The largest meth seizure along the southwest border! 8.9 tons of drugs were seized at the #OtayMesa Port of Entry Cargo Facility. Outstanding work by our #CBP officers, staying vigilant and disrupting transnational criminal organizations. Read more here: https://t.co/baXUC015nV pic.twitter.com/IxDBjoYZD4
— (A) Director of Field Operations Anne Maricich (@DFOSanDiegoCA) November 20, 2021
Quintana-Arias – who applied to enter the US with a manifest claiming he was carrying automotive body parts, only for an X-ray machine to reveal otherwise – was sentenced to 108 months on Oct. 14.
“This massive seizure prevented a huge quantity of deadly drugs from saturating our community,” said U.S. Attorney Randy Grossman. “Because of the vigilance of border officials, this fentanyl did not kill anyone, and this meth did not destroy even one life.”
Chad Plantz, special agent in charge, HSI San Diego, said that “This was a brazen attempt to smuggle a record amount of deadly narcotics into our country,” adding that smugglers “looking to make a quick profit from narcotics smuggling will be vigorously investigated and prosecuted.”
The San Diego and Imperial Valley ports of entry account for about “61 percent of all the fentanyl CBP seizes nationwide,” said Acting Director of Field Operations Anne Maricich.
Deploying K-9 teams and imaging systems, CBP officers in the San Diego Field Office made drug busts “totaling over $4.1 million worth at its ports of entry” during the week of Sept. 18–24, according to a CBP statement. -Epoch Times
Quintana-Arias faced a maximum penalty of 40 years in prison and a $5 million fine under Title 21, U.S.C., Sections 952 and 960 Importation of a Controlled Substance.
The primary source of Fentanyl found in the United States can be traced back to chemicals imported from China and mixed by Mexican cartels.
As the Epoch Times notes, the synthetic opioid is pressed into pills or mixed with other narcotics to increase potency.

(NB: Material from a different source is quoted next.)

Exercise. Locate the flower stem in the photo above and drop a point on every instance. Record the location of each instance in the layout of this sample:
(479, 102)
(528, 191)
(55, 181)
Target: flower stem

Law enforcement confiscated 1,232 pounds (559 kilograms) of fentanyl—which is 50 to 100 times more potent than morphine—from 2016–2018 and 7,710 pounds (3,497 kilograms) from 2019–2021.
Illicit fentanyl accounted for 64 percent of all drug-related deaths in the United States in 2021, according to nonprofit group Families Against Fentanyl. It is the top cause of death among adults aged 18–45, overtaking COVID-19, suicide, and car accidents.
Deaths from fentanyl among teens tripled in just two years. Black teens were affected the most with a five-fold increase of deaths from the substance. Based on the data, 175 deaths occur every day from illegal fentanyl with the drug responsible for killing more than 200,000 Americans since 2015.
The organization has been calling for the categorization of illicit fentanyl as a Weapon of Mass Destruction. This would elicit a government response targeting the top of the supply chain while holding international criminal organizations responsible.